• 研究課題をさがす
  • 研究者をさがす
  • KAKENの使い方
  1. 課題ページに戻る

2015 年度 実施状況報告書

近世ベトナムにおける地方氏族:ゲアン地方における統治と対外交易

研究課題

研究課題/領域番号 15K02889
研究機関新潟大学

研究代表者

蓮田 隆志  新潟大学, 人文社会・教育科学系, 准教授 (20512247)

研究期間 (年度) 2015-04-01 – 2018-03-31
キーワードベトナム / 近世
研究実績の概要

本課題は、ゲアン地方(現ゲアン省・ハティン省)に本拠を置いた氏族(ゾンホ)の子孫を訪ね、所有文献を収集し、これを分析することで近世期ベトナムにおけるゲアン地方および地方氏族の役割を解明しようとするものである。
本年度前半は手持ちの文献史料の分析を行ったが、特に対日交渉記録の分析を行った。その検討結果は3つの国際シンポジウム(ベトナム国家大学ハノイ校(8月)、ベトナム国家大学ホーチミン市校(3月)、米国アジア学会(3月))で報告した。この他、隣接するタインホア省の氏族関係史料を用いて、16世紀に活動した功臣を扱った論考「范篤攷:16世紀ベトナムの新興勢力と中興功臣」を発表した。
9月には約10日間の調査をゲアン省にて行った。調査では地域史に詳しいゲアン省図書館のTran Manh Cuong氏の協力を得た。Nguyen Canh族は16・17世紀に重要な役割を果たした氏族だが、今回の調査では省内に居住する子孫の方々のうち8箇所を訪ねたほか、関係する史跡を訪ね、支配者である鄭氏からNguyen Canh氏に降嫁した女性の名が刻まれた碑文の収集にも成功した。

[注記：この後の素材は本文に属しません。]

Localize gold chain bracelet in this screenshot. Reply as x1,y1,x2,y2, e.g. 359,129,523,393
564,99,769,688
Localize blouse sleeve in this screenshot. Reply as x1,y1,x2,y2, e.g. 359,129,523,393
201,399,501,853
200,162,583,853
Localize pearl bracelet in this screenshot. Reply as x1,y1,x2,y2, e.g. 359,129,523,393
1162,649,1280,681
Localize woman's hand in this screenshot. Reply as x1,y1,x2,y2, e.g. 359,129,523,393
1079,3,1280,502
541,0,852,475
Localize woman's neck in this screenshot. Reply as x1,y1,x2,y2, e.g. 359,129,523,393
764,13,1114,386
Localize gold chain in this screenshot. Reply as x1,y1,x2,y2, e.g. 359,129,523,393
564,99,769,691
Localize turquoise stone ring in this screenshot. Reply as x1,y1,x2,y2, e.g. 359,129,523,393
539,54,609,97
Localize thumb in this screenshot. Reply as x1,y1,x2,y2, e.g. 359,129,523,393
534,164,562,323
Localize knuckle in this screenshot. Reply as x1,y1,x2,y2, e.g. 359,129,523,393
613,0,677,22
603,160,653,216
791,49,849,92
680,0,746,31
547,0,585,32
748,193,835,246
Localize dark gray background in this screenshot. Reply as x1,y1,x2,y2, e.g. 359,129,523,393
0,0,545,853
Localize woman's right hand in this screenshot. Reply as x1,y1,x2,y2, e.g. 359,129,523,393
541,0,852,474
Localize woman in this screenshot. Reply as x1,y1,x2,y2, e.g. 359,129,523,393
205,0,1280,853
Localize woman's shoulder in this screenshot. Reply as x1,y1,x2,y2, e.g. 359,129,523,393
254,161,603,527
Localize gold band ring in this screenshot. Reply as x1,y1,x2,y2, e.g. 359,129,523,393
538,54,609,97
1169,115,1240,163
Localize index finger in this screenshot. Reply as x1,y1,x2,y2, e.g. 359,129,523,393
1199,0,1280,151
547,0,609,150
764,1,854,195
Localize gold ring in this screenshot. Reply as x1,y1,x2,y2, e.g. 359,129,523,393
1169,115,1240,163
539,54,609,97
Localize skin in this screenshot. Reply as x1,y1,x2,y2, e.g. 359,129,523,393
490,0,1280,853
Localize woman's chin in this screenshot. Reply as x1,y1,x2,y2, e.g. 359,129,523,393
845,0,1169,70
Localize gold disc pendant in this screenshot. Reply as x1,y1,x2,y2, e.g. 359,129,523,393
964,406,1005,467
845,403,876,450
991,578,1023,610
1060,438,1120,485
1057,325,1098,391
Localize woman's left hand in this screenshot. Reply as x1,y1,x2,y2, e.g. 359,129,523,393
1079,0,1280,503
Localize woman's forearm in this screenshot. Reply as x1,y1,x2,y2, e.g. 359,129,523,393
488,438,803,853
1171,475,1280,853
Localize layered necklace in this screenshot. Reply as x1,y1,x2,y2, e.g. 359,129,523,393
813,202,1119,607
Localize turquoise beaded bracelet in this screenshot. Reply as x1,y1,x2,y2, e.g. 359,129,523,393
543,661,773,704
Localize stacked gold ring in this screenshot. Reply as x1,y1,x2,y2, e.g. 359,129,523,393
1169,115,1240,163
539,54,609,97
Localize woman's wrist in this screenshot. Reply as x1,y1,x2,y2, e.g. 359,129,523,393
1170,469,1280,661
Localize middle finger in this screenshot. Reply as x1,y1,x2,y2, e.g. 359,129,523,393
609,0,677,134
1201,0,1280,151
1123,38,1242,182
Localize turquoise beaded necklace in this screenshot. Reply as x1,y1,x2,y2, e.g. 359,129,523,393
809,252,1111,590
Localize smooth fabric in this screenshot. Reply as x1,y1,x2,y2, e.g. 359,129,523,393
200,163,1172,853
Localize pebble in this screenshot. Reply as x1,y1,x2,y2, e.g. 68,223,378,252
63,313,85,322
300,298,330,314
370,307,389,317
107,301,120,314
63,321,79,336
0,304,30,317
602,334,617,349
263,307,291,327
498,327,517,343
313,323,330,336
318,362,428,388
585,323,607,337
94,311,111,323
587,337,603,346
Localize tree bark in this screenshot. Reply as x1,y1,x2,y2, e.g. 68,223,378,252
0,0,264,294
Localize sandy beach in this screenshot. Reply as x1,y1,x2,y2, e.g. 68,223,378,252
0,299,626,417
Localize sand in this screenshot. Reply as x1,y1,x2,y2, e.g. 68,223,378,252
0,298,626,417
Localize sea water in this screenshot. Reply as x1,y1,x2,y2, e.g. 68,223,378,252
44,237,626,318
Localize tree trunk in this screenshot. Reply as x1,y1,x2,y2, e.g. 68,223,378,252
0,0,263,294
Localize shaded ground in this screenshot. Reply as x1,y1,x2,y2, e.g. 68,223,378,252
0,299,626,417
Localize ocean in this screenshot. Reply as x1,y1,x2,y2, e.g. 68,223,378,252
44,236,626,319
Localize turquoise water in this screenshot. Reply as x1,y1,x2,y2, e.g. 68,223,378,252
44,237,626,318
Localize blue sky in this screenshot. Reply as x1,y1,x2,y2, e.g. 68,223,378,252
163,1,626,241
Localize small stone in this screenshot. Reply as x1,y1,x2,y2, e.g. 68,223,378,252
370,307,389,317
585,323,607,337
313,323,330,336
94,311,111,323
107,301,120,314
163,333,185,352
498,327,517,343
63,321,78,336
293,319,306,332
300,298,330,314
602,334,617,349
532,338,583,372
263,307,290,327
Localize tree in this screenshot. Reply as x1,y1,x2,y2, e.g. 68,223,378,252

子孫宅での調査では、辞令や遺言状などの文書類が残存しておらず、家譜のみの収集に留まった。家譜自体は多数収集できたものの、その内容は概ね似通っているため、細かな差異は移住や族の文節化を検討するための材料として重要だと評価できる。これらの成果は次年度以降に論文に反映する予定である。

現在までの達成度 (区分)
現在までの達成度 (区分)

2: おおむね順調に進展している

理由

史料調査を無事遂行することができ、新規史料の収集にも成功した。また、既存史料の分析については、近世日越外交についての新知見を国際学会で報告し、おおむね賛同を得ることができた。

今後の研究の推進方策

28年度はハティン省での調査を行う。現在の研究方針で成果が着実に上がっていることから、本年度も同様の方針で課題に取り組む。昨年度の学会報告については、論文として投稿する予定である。

次年度使用額が生じた理由

本年度の調査にて、ベトナムの物価上昇が想像以上に激しく、次年度以降にも調査費用がさらに高騰すると予想されることが判明した。次年度はさらにハノイから遠いハティン省で調査を行うため、費用の高騰に対処すべく、本年度使用予定額の一部を次年度に繰り越すこととした。

次年度使用額の使用計画

H28年度中のベトナム調査に充てる(秋の予定)。

  • 研究成果

    (6件)

すべて 2016 2015

すべて 雑誌論文 (1件) (うち謝辞記載あり 1件) 学会発表 (5件) (うち国際学会 5件、 招待講演 2件)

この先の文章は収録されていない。